Book Review: The Writer’s Lexicon
You’re a writer. You just read your manuscript and discovered your characters nodding like marionettes in every chapter. When they’re not nodding, they’re rolling their eyes.
Time to slash the Pinocchio strings and turn them into real live people. Award-winning author Kathy Steinemann will provide the tools. She cuts through the so-called rules and offers simple solutions.
Too many repetitions of “little”? There’s a cure for that. Do you rely on “very” too often? There’s a cure for that too. You’ll find the remedies in this book’s dispensary.
Should you ever use anything other than “said” to attribute dialogue? Are exclamation points taboo? The answers might surprise you.

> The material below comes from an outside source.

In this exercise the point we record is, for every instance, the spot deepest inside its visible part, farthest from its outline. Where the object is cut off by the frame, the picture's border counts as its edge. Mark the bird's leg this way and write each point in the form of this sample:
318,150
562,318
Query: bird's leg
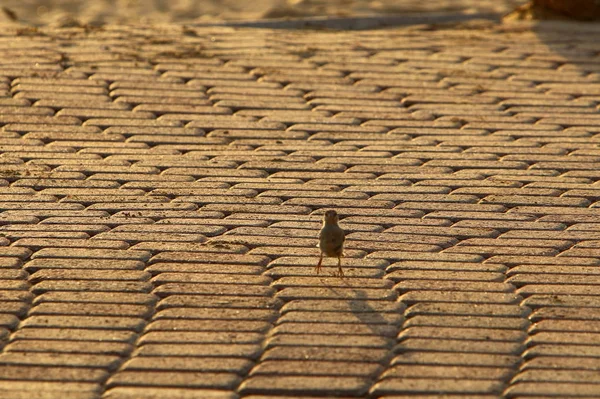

Learn how to harness body language, cut hackneyed adjectives, and draw on the environment for ambiance. No more wooden characters. You’ll transform them into believable personalities your readers will learn to love. Or hate.
Get in the driver’s seat, relax, and enjoy your journey—with Kathy Steinemann’s book as your GPS.
Why I read this book
I enjoy Kathy Steinemann’s blog, where over the last couple of years she has produced various lists helpful to writers looking for alternatives to common and overused words and phrases. Needless to say, I was excited to see many of the posts reproduced and expanded into book form.
I give this book 5 out of 5 stars
The book consists of the following lists and discussion: overused words and phrases (such as frown, smile, little, said), overused punctuation, taboos in writing, sensory words, and the environment. Each section includes a discussion of the word or phrase in question, examples of improved word usage, lists of alternative words, and some exercises.
This book is an excellent resource. Like most writers, I’m prone to repeating common words and sometimes find it difficult to get out of the rut and come up with alternatives. Not only does Kathy offer many, many alternatives, she discusses the reason behind why particular words may have been used and what emotions the writer is attempting to invoke. This discussion leads to alternative ways of creating narrative without using the words or a direct substitute.
The variety of words covered is extensive and uses most of the words I have particular problems with. I’m looking forward to using the book to reduce instances of turned, nodded, and frowned in particular!
This book complements another favourite of mine, The Emotion Thesaurus (by Angela Ackerman). Many of the ways to show emotion in writing can involve repetitive bodily actions and feelings. Between these two books, I now have many ways to add interest to my writing without repetition or cliche.
The exercises and story prompts didn’t really do it for me. I tend to be the kind of person who scans a book like this when buying it, and then refers to it as needed, rather than doing exercises just for the sake of it. They were useful as examples, but probably not a part of the book I shall use ongoing. However, I’m sure they will be useful for some people.
A great tool for enabling self-editing and analysis of one’s own work. Definitely a must-have for the writer’s library.